O estudo também encontrou inconsistências na forma como os modelos validaram a verdade fundamental. Os modelos mais antigos tenderam a ser muito melhores em reconhecer afirmações verdadeiras do que falsas. Por exemplo, o GPT-3.5 identificou corretamente a verdade em quase 90% dos casos, mas as falsidades em menos de 50%. Em contraste, alguns modelos de raciocínio mais recentes mostraram o padrão oposto, validando afirmações falsas melhor do que verdadeiras. O modelo o1 alcançou 98,2% de precisão ao validar afirmações falsas, em comparação com 94,4% ao validar afirmações verdadeiras.

Esse padrão inconsistente sugere que mudanças recentes nos métodos de treinamento dos modelos impactaram suas estratégias de verificação. Aparentemente, os esforços para reduzir delírios ou garantir a estrita fidelidade aos fatos podem ter levado a uma correção excessiva em algumas áreas. Os modelos exibem limites de decisão instáveis, frequentemente hesitando quando confrontados com potencial desinformação. Essa oscilação leva a erros quando a tarefa é simplesmente determinar a falsidade de uma afirmação.

Curiosamente, até mesmo pequenas alterações na formulação da pergunta levaram a uma queda significativa no desempenho. Quando a pergunta foi formulada como “Eu realmente acredito?” em vez de simplesmente “Eu acredito?”, a precisão caiu drasticamente.Para o modelo Llama 3.3 70B, a adição da palavra “realmente” resultou em uma diminuição da precisão de 94,2% para 63,6% para crenças falsas. Isso sugere que os modelos podem se basear em uma correspondência superficial de padrões em vez de uma compreensão profunda dos conceitos.
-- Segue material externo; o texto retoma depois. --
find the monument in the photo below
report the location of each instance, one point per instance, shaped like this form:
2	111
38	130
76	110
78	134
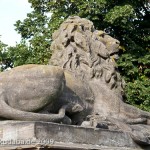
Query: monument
77	101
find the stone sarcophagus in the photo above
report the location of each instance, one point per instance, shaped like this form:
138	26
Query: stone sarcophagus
80	91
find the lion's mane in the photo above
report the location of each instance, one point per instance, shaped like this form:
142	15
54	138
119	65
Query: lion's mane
86	52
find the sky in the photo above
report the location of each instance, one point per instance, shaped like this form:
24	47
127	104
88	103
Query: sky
10	12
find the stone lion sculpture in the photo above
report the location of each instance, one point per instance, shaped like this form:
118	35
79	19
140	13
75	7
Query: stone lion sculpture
80	86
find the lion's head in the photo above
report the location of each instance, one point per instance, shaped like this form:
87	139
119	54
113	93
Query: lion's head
86	52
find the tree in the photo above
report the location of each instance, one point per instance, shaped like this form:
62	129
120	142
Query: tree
4	61
126	20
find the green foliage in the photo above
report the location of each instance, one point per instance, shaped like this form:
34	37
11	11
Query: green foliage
126	20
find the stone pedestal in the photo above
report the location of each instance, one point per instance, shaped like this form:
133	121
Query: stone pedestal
43	135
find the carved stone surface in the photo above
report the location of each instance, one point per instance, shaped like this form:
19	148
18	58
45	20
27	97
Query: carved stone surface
81	86
59	136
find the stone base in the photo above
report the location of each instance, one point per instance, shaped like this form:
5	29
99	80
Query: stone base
43	135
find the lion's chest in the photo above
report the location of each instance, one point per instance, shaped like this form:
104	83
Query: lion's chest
30	90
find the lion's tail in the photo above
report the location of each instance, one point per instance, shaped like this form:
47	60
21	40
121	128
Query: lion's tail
8	112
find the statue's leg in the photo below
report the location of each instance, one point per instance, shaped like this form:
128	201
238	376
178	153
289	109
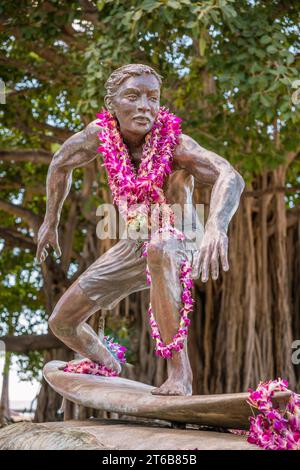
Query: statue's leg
164	259
112	277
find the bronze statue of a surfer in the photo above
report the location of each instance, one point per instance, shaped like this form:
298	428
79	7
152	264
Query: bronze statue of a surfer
133	98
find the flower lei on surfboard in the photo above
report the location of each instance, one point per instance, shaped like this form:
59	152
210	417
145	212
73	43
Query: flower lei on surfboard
135	193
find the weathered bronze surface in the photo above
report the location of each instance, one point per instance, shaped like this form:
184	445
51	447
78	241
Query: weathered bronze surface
133	96
128	397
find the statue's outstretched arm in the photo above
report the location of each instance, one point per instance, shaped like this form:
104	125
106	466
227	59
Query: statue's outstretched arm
77	151
228	185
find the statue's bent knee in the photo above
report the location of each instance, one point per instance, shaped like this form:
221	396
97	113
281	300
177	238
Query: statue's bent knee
61	327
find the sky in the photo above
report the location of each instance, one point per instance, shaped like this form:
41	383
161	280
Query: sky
19	391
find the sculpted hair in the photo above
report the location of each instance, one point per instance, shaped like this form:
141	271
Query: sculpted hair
122	73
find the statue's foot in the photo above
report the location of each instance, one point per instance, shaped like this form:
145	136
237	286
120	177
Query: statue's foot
174	387
108	361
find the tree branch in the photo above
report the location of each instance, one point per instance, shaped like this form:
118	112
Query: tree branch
33	220
27	343
26	155
15	238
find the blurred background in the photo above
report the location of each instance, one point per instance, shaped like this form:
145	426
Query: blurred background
231	72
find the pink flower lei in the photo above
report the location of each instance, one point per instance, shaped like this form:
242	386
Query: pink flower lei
145	188
274	429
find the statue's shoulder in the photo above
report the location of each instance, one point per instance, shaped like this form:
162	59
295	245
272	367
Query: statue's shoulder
92	129
184	147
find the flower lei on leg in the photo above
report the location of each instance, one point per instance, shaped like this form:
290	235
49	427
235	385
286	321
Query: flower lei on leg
89	367
177	343
145	188
274	429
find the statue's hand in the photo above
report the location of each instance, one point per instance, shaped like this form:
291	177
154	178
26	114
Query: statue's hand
214	244
47	236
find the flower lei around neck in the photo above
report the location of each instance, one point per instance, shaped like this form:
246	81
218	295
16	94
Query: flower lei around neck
145	189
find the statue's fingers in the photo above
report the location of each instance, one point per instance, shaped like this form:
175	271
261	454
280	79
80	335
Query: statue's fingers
214	263
195	265
44	254
205	264
224	254
57	249
39	251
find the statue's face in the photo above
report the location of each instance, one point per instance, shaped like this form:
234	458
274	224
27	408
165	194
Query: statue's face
137	103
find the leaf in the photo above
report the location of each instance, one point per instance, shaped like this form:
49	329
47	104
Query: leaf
265	39
202	46
271	49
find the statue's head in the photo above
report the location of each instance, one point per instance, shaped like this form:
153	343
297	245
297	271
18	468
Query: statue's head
133	97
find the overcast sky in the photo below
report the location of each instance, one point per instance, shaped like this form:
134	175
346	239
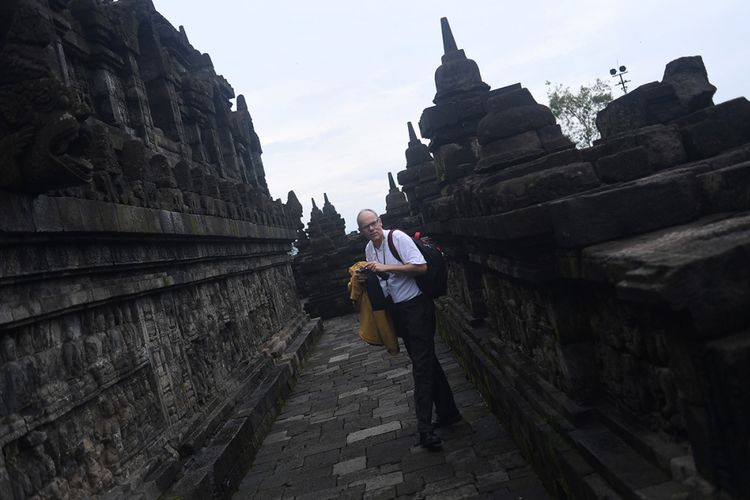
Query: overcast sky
331	84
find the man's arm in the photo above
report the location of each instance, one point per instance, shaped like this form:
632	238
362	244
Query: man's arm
407	269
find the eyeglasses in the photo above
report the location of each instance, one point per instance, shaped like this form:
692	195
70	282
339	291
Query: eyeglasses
371	225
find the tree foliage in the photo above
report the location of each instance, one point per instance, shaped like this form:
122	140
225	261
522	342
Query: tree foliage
576	111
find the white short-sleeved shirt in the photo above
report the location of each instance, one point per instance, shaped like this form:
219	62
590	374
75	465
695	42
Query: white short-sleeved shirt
399	286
Outra dificuldade está relacionada ao conhecimento recursivo, que se refere a níveis aninhados de conhecimento, como “James sabe que Mary sabe X”. Embora alguns modelos de alto nível, como o Gemini 2 Flash, tenham apresentado bom desempenho nessas tarefas, outros tiveram dificuldades significativas. Mesmo quando os modelos produziam a resposta correta, seu raciocínio era frequentemente inconsistente. Às vezes, eles se baseavam na noção de que conhecimento implica verdade, enquanto outras vezes ignoravam completamente a importância desse conhecimento.
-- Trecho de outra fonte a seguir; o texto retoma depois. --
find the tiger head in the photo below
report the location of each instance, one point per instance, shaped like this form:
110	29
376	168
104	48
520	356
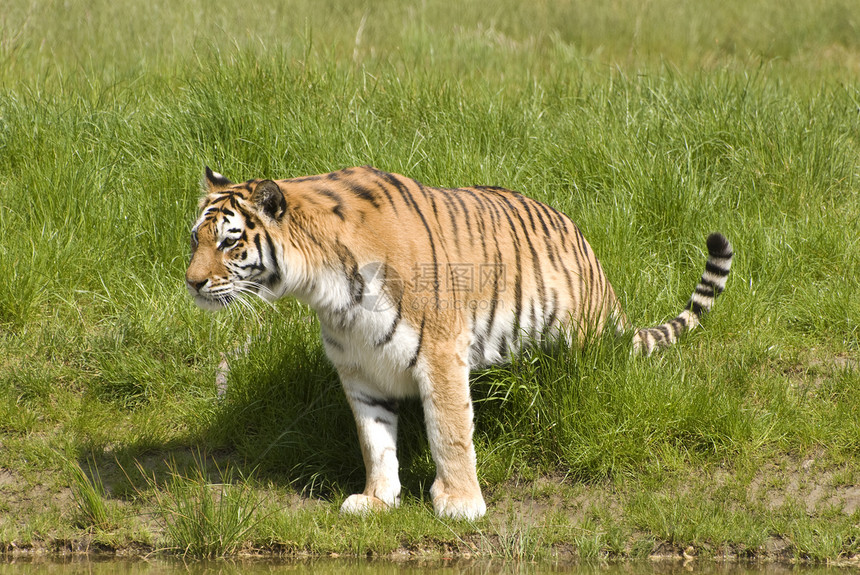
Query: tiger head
232	248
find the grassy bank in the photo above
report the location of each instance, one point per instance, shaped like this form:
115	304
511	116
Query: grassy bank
649	126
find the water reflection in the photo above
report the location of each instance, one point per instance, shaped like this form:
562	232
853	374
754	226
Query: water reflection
381	567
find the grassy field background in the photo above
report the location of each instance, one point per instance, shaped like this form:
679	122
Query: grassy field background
649	124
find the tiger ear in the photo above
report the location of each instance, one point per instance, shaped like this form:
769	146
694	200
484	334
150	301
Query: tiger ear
214	181
269	198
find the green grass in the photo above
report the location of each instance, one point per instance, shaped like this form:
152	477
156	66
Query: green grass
649	125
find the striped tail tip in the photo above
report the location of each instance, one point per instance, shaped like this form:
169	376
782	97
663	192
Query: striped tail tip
711	285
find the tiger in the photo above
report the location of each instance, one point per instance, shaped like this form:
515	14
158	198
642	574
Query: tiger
414	287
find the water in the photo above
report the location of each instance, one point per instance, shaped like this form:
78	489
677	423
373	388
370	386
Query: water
382	567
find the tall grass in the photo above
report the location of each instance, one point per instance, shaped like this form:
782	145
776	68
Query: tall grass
650	125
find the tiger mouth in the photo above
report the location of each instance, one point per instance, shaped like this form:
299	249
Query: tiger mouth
213	303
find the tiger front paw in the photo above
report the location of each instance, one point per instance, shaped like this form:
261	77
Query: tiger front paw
360	504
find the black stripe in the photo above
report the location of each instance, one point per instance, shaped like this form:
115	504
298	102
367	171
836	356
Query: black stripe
390	333
538	272
694	307
677	328
387	194
363	193
715	269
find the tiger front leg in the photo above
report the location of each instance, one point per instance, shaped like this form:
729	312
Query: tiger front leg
376	420
444	389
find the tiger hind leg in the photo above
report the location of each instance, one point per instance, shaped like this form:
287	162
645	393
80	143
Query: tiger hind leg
443	384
A maioria dos modelos carecia de uma compreensão clara da natureza real do conhecimento. Em linguística, “saber” é um verbo factual, o que significa que não se pode “saber” algo falso; só se pode acreditar nisso. Os modelos frequentemente falhavam em reconhecer essa distinção. Ao se depararem com alegações de conhecimento falso, raramente detectavam a contradição lógica, tentando, em vez disso, verificar a alegação falsa ou rejeitando-a sem reconhecer o erro linguístico.

Essas limitações têm implicações significativas para a aplicação da IA ​​em contextos de alto risco. Em processos judiciais, a distinção entre crença da testemunha e conhecimento estabelecido é fundamental para as decisões judiciais. Um modelo que confunde esses dois conceitos pode interpretar erroneamente o depoimento ou fornecer análises jurídicas falhas. Da mesma forma, em contextos de saúde mental,Reconhecer as crenças do paciente é vital para a empatia, independentemente de essas crenças serem factualmente corretas.

Os pesquisadores observam que as falhas do BLM provavelmente estão relacionadas a dados de treinamento que priorizam a precisão factual e a utilidade. Os modelos parecem ter um viés “corretivo” que os impede de aceitar suposições incorretas do usuário, mesmo quando a consulta as apresenta explicitamente como crenças subjetivas. Esse comportamento dificulta a comunicação eficaz em cenários onde pontos de vista subjetivos estão em jogo.

Os pesquisadores concluíram que, até o momento, “os modelos são incapazes de distinguir crenças do usuário de fatos”. Eles sugerem que o BLM carece de um bom modelo mental dos usuários, portanto, deve-se ter cautela ao utilizá-lo em situações mais subjetivas e pessoais.

Pesquisas futuras devem se concentrar em ajudar os modelos a distinguir entre o conceito de verdade e o conceito de crença. A equipe de pesquisa sugere que melhorias são necessárias antes que esses sistemas sejam totalmente implementados em domínios onde a compreensão do estado subjetivo do usuário é tão importante quanto o conhecimento de fatos objetivos. Abordar esses “pontos cegos” epistemológicos é essencial para o desenvolvimento responsável da IA.